Except of course they were true.
We know that because the nurse was convicted of murder. Some people say that there has been a miscarriage of justice. They say it wasn’t Letby who did these things. They say no one did and that it was natural causes exacerbated by poor hospital standards.
But let’s leave that aside.
The point to draw from this is that the management at the hospital just didn’t want to know and they didn’t want to investigate. They just didn’t want to upset whatever the system was that was in place. The system had been trundling along and they simply wanted it to continue trundling along, even if babies died. Apparently.
Two
Employees stole 1,500 artefacts from the British Museum. It turns out that it’s been going on for many years. It might have gone on longer had not somebody unconnected with the museum told the British Museum his suspicions.
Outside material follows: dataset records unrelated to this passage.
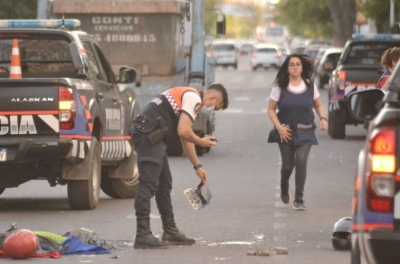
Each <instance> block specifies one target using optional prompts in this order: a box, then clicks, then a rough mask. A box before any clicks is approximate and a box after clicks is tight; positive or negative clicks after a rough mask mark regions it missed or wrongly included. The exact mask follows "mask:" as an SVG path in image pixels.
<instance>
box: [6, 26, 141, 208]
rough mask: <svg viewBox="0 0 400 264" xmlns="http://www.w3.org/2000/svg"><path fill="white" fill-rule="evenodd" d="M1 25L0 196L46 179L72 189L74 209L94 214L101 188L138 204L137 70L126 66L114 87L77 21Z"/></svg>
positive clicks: (116, 197)
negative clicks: (129, 198)
mask: <svg viewBox="0 0 400 264" xmlns="http://www.w3.org/2000/svg"><path fill="white" fill-rule="evenodd" d="M0 25H1V26H0V35H1V36H2V37H1V38H0V52H1V54H2V60H1V61H0V69H2V70H1V71H0V91H1V93H0V111H1V116H0V117H1V123H2V129H1V133H0V161H1V162H0V194H1V193H2V192H3V191H5V189H8V188H15V187H18V186H19V185H21V184H23V183H25V182H28V181H31V180H47V182H48V183H49V185H50V186H51V187H54V186H56V185H67V190H68V202H69V205H70V207H71V208H72V209H76V210H91V209H94V208H96V206H97V205H98V203H99V201H100V198H99V194H100V189H101V190H103V192H104V193H105V194H107V195H108V196H110V197H113V198H117V199H123V198H134V197H135V193H136V189H137V185H138V177H139V173H138V170H137V165H136V164H137V162H136V153H135V151H134V149H133V145H132V143H131V136H130V132H129V128H130V123H131V121H132V120H133V118H134V117H136V115H137V114H139V112H140V109H139V105H138V103H137V101H136V100H135V97H134V90H133V84H134V81H135V77H136V71H135V70H134V69H132V68H128V67H121V68H120V70H119V79H118V80H117V79H116V77H115V75H114V72H113V70H112V68H111V65H110V64H109V62H108V60H107V59H106V56H105V54H104V53H103V51H102V49H101V48H100V46H99V45H98V43H97V42H96V41H95V40H94V39H93V38H92V37H90V35H89V34H87V33H85V32H83V31H81V30H79V29H78V27H79V26H80V21H78V20H71V19H63V20H2V21H1V23H0ZM64 26H65V27H64ZM33 27H35V28H33ZM67 28H69V29H67ZM37 191H38V192H46V191H47V190H46V189H38V190H37Z"/></svg>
He saw an artefact or more than one item listed in eBay and put two and two together.
In response, the British Museum ignored the complaint and continued to ignore it for years. In fact, they even accused the whistleblower of something underhand. I don’t know what it was that he was supposed to have done, but whatever it was, he was innocent of it.
Eventually the truth came out, and now the police are investigating.
Three
Rebecca Wight, a nurse with sixteen years experience raised what she called concerns of life and death with the management at the Christie Hospital in Manchester. In an external memo, the Trust wrote that “We are grateful that RW raised her concerns which we took very seriously and used to improve the service. When RW raised concerns with her consultants, changes were made to the service and additional supervision was provided…”.
Internally the CEO Roger Spencer wrote “We are disappointed The Christie is once again the subject of untrue allegations made by Ms Wight.”
What Conclusions To Draw From This
I have said for years that there is a ‘sweep it under the carpet’ culture in Britain. What’s important is that it looks like the right things have been done. Less important is that the right things have actually been done.
That carries into not wanting to do anything about anything lest it upset the current state of affairs. I haven’t made this up. The TV series Yes Minister made a running joke of it.
The problem is that the aim and purpose of these institutions is to help. So it’s painful when the management circles the wagons and denies that there are any problems. In the hospital cases I would guess the managers are not themselves doctors. And in the case of the museum, managers who are not curators.
The function of a manager is to run an effective ship, and if anything happens on their watch, then their skills as managers are called into question. That risks their salaries and perhaps their jobs. What is needed is somehow to decouple what the managers are responsible for from any bad actors on the staff.
Of course, the range of bad actors is broad. Let’s stay with people trying to do the best job they can but with a side order of self importance or rank or forceful personality.
In operating theatres at a leading hospital in New York or Washington DC. (on’t hold me to the details) surgeons overrode nurses who raised the alarm. For example, a nurse would say that the surgeon had left a swab in the patient. The surgeon wouldn’t listen and the patient would suffer in consequence.
To correct this the hospital made a rule. When anyone in the operating theatre sounds the alarm, they must stop and they must investigate. There is no fault and no blame. Everyone is responsible and has a voice and works together to solve the problem.
That rule would change situations from ‘them and us’ to one united and involved unit with one purpose.